25 abril 2017

Representatividade importa!

Representatividade importa! 

A ideia e a frase que começa o post de hoje surgiu a partir de uma publicação no grupo do Modices no facebook, um grupo cheio de mulher maravilhosa que sempre me inspira. 

O assunto começou com a nova campanha da Skol, a Skolors. Bem, quem ainda não viu, na campanha a Skol propõe latas com vários tons de pele que buscam representar a diversidade e ressalta: redondo é sair do seu quadrado. Nos comentários do grupo, há quem goste da campanha e há quem acha que é só uma questão de marketing, portanto, acaba sendo algo 'da boca pra fora', sabe?






Pois bem, eu não sou publicitária (só pra deixar claro mesmo haha), sou jornalista. Mas como estudei editoriais de moda e identidades, pra mim a campanha da Skol é válida por alguns motivos.

Vou começar a justificar teoricamente pra gente tentar entender juntos: Stuart Hall, no livro A identidade cultural da pós modernidade, categoriza os sujeitos pós modernos da seguinte forma: “à medida em que os sistemas de significação e representação cultural se multiplicam, somos confrontados por uma multiplicidade desconcertante e cambiante de identidades possíveis, com cada uma das quais poderíamos nos identificar” (p. 13). 

Já pensaram no quão 'identificável' é pros gordos, pretos, albinos e velhos se verem em campanhas publicitárias? 

Na minha cabeça funciona assim: quanto mais a gente vê o diferente sendo exposto, independente de onde seja, editorial de moda ou campanha de cerveja, daqui a pouco a gente entende que o diferente não é tão diferente assim.

No facebook, o vídeo da campanha, postado no dia 4 de abril, tem mais de 20 mil compartilhamentos, quase 60 mil curtidas e mais de 5 milhões de visualizações. Já pararam pra pensar na quantidade de gente atingida por ele? No quanto de gente que já se identificou com as pessoas do vídeo?
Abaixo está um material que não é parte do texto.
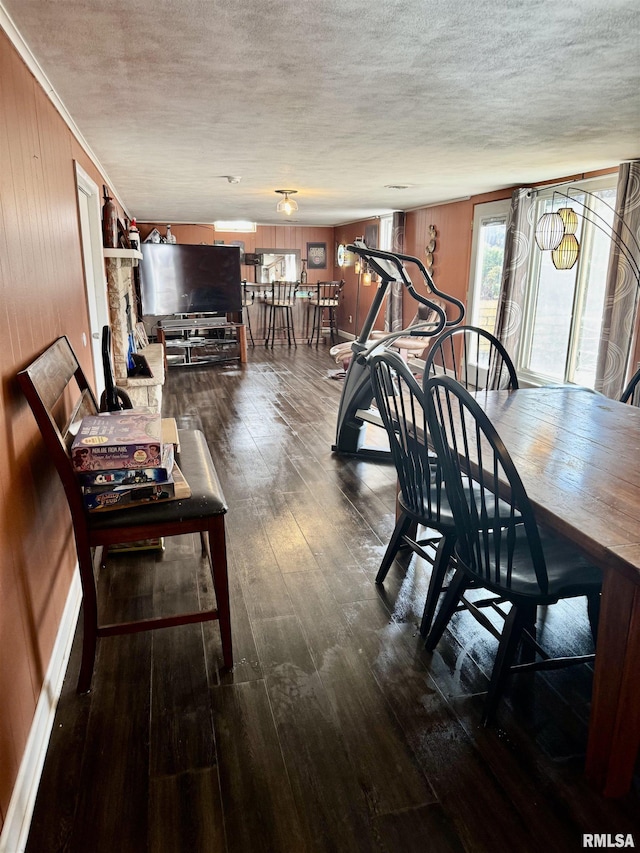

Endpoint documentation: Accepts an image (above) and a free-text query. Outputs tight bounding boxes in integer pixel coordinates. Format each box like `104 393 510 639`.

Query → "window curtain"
496 187 537 362
596 160 640 400
384 210 405 332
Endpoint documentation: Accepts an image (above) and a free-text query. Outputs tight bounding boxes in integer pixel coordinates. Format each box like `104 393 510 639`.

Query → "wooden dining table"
464 386 640 797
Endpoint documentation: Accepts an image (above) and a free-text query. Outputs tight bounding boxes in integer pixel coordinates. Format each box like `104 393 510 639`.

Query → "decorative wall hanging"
364 222 378 249
424 225 438 273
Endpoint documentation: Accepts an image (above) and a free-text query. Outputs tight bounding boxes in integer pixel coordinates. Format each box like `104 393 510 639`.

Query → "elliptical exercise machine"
331 240 465 460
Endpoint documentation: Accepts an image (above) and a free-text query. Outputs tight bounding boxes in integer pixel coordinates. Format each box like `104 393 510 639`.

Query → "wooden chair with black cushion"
264 281 298 347
368 350 508 636
307 281 344 346
620 369 640 406
423 326 518 391
425 376 602 724
18 337 233 693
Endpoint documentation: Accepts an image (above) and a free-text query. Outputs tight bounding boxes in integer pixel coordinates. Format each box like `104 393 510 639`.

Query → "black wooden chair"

E mais: a campanha foi feita em parceria com o coletivo Mooc, coletivo Movimento Observador Criativo, composto por oito jovens negros.

Em um post sobre a campanha, no site Clube de Criação, uma dos integrantes do coletivo e que participou da campanha, Catarina Martins, comenta: 

"A nossa pele é uma só. Não importa o seu gênero, sua cor, sua classe social, somos todos feitos da mesma coisa. Somos essa diversidade de contrastes e texturas. Somos um só e vários ao mesmo tempo. Somos únicos e somos essa mistura de tudo. É essa a proposta do projeto. É explorar a beleza dessa diversidade em todos os sentidos. É brindar nossas diferenças. Não importa sua pele, não importa a cor da lata, a essência é única e é de todos". 

- Mas Valéria, por que você tá falando isso aqui? - você deve estar se perguntando. 

Pois bem amiguinhos, eu falo isso aqui porque isso deve ser falado EM TODOS OS LUGARES DESSE MUNDINHO!

Não estou aplaudindo a Skol (até porque nem bebo), o que quero passar pra vocês é: REPRESENTATIVIDADE IMPORTA!  

Vocês já pensaram quando chegar o momento em que negros, gordos, velhos, albinos e mais uma galera, participar de campanhas publicitárias sem ser falando sobre diversidade ou inclusão? Quando esse momento chegar - porque eu creio muito nele - significa que nos aceitamos. 

Mas até lá, a gente precisa sim mostrar a diversidade. E não só na TV, na revista, ou nos outdoors. E sim, até principalmente, por trás dele. Na produção, elaboração e execução de tudo isso. Né? 

E você? O que achou da campanha? Tem alguma outra campanha seguindo a mesma linha pra gente dar uma olhada?